The new guide is divided into four slightly different-sized quadrants, with fruits and vegetables taking up half the space and grains and protein making up the other half. The vegetables and grains portions are the largest of the four.
Gone are the old pyramid's references to sugars, fats or oils. What was once a category called "meat and beans" is now simply "proteins," making way for seafood and vegetarian options like tofu. Next to the plate is a blue circle for dairy, which could be a glass of milk or a food such as cheese or yogurt.
Some critics, including congressional Republicans, have charged the Obama administration of reaching too far in trying to make Americans eat healthier, especially when it comes to new rules that tell schools what children can eat on campus.
The new plate is simply guidance for those looking to improve their diet, however. It's supposed to be a suggestion, not a direction, said Agriculture Secretary Tom Vilsack.
"We are not telling people what to eat, we are giving them a guide," he said. "We're not suggesting they should not have a cookie or dessert, that's not what it's about."
Vilsack said the new round chart shows that nutrition doesn't have to be complicated. After almost 20 years of leaders preaching good eating through a food pyramid the department now says was overly complex, obesity rates have skyrocketed. He showed off the new plate with first lady Michelle Obama, who has made healthful diets for children a priority through her "Let's Move" campaign.
"Parents don't have the time to measure out exactly three ounces of protein," Mrs. Obama said as she introduced the new graphic. "We do have time to look at our kids' plates."
The department is planning to use social media - posting advice every day on Twitter, for example. The address of the accompanying website, choosemyplate.gov, is written on the chart. That website will eventually feature interactive tools that help people manage their weight and track their exercise.
The new chart is designed to be "more artistic and attractive" and to serve as a visual cue for diners, said Robert Post of the Agriculture Department's Center for Nutrition Policy and Promotion. He has spent two years developing the plate and the website.
Even though the plate is divided into four different-sized sections, the servings don't have to be proportional, Post says. Every person has different nutritional needs, based on age, health and other factors.

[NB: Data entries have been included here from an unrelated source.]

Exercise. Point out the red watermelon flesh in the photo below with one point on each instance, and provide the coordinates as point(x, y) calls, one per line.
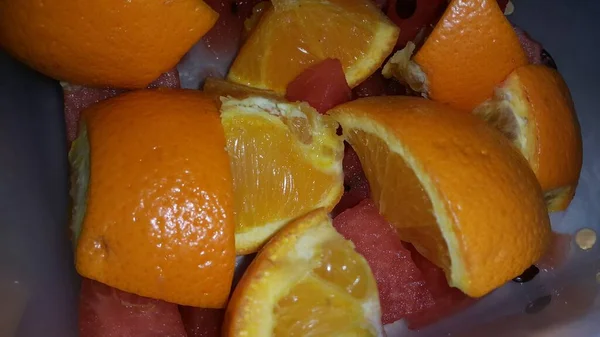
point(322, 85)
point(109, 312)
point(401, 284)
point(77, 98)
point(447, 300)
point(200, 322)
point(355, 182)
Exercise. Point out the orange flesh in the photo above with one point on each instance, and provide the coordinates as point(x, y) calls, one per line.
point(401, 191)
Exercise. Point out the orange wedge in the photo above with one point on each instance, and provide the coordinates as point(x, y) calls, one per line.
point(291, 35)
point(454, 187)
point(286, 161)
point(153, 197)
point(307, 281)
point(533, 107)
point(103, 43)
point(471, 49)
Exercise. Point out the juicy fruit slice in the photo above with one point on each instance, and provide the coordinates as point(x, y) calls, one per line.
point(103, 43)
point(322, 85)
point(202, 322)
point(109, 312)
point(276, 184)
point(438, 175)
point(401, 286)
point(533, 107)
point(307, 281)
point(78, 98)
point(356, 186)
point(446, 300)
point(471, 49)
point(169, 234)
point(295, 34)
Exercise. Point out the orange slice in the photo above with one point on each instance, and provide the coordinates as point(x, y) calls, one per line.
point(307, 281)
point(533, 107)
point(286, 161)
point(103, 43)
point(471, 49)
point(294, 34)
point(453, 187)
point(153, 196)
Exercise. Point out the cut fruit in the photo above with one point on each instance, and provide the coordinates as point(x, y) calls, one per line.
point(447, 301)
point(356, 186)
point(103, 43)
point(202, 322)
point(276, 184)
point(109, 312)
point(401, 285)
point(534, 109)
point(471, 49)
point(453, 187)
point(307, 281)
point(294, 34)
point(322, 85)
point(217, 88)
point(153, 197)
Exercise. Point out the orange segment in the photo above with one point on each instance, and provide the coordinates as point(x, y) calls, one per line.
point(156, 214)
point(112, 43)
point(471, 49)
point(294, 34)
point(286, 160)
point(307, 281)
point(453, 187)
point(533, 107)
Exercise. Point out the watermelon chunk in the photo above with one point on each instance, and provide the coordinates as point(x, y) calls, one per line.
point(200, 322)
point(109, 312)
point(446, 300)
point(401, 284)
point(355, 182)
point(322, 85)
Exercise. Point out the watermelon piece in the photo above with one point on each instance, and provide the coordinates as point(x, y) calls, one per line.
point(401, 284)
point(201, 322)
point(108, 312)
point(356, 186)
point(446, 300)
point(322, 85)
point(77, 98)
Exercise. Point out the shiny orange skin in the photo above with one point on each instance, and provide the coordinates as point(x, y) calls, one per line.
point(496, 224)
point(471, 50)
point(159, 220)
point(554, 146)
point(115, 43)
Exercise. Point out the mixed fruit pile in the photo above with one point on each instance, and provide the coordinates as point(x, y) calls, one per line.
point(332, 166)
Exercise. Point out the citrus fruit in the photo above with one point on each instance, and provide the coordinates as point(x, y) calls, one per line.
point(294, 34)
point(286, 160)
point(533, 107)
point(322, 85)
point(401, 285)
point(109, 312)
point(112, 43)
point(307, 281)
point(451, 185)
point(471, 49)
point(153, 197)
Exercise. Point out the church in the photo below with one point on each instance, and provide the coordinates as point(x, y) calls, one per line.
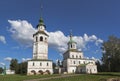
point(73, 60)
point(40, 63)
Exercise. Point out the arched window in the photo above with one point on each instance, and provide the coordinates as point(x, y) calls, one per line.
point(71, 45)
point(72, 56)
point(33, 63)
point(40, 64)
point(41, 38)
point(36, 39)
point(47, 64)
point(79, 56)
point(45, 39)
point(76, 56)
point(74, 62)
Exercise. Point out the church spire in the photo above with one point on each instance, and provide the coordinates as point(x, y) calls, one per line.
point(41, 25)
point(71, 43)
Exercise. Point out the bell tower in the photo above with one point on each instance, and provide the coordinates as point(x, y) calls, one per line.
point(40, 46)
point(71, 43)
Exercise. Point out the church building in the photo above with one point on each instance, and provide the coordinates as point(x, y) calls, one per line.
point(40, 63)
point(74, 61)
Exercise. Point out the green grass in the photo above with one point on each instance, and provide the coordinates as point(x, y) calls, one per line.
point(22, 77)
point(82, 77)
point(88, 77)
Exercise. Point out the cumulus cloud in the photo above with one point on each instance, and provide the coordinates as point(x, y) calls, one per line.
point(2, 39)
point(25, 59)
point(23, 31)
point(2, 63)
point(8, 59)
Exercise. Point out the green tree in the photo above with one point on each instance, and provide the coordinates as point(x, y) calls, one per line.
point(111, 54)
point(14, 65)
point(1, 70)
point(22, 68)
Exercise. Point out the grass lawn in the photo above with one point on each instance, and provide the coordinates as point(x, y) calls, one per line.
point(88, 77)
point(82, 77)
point(22, 77)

The graphic is based on new department dietary guidelines released in January. Those guidelines, which are revised every five years, tell people to drastically reduce salt and continue limiting saturated fats. They say diners can enjoy food but should balance calories by eating less. The guidelines also suggest making half of your plate fruits and vegetables - a message easily translated on the dinner plate.
"We know Americans want to be healthy, but making those healthy choices is not easy, it's hard," said Surgeon General Regina Benjamin, who joined Mrs. Obama and Vilsack to unveil the plate. "We're trying to make it easier."
The guidelines and the icon were subject of lobbying by food industries who want to see their products promoted and not discouraged. Fruit and vegetable growers were celebrating their victory over half of the plate Thursday, while dairy producers said they were also pleased with the cup beside it. The president of the beef industry group National Cattleman's Beef Associaton, Bill Donald, said he is not concerned about the elimination of the word "meat" because beef is so associated with the word "protein."
The first food pyramid was introduced in 1992, with detailed descriptions of recommended foods and their portion sizes. The tip of the pyramid represented fats, oils and sweets, cautioning diners to "use sparingly."
After research showed the pyramid wasn't working, the department worked with a public relations firm and came up with an all-new pyramid in 2005 that was characterized by vertical lines of color and a stick figure walking up a staircase to symbolize exercise. At the time, officials said they wanted something motivational and recognizable. But the Obama administration eventually ditched that model, opting for something fresher.
Many nutritionists and nutrition groups praised the newest effort, crossing their fingers that people will listen.
Marion Nestle, professor of nutrition, food studies, and public health at New York University, said there are already a lot of symbols out there telling people what to eat. She said the new model isn't perfect, it's a good step forward.
"This brings it all together," she said.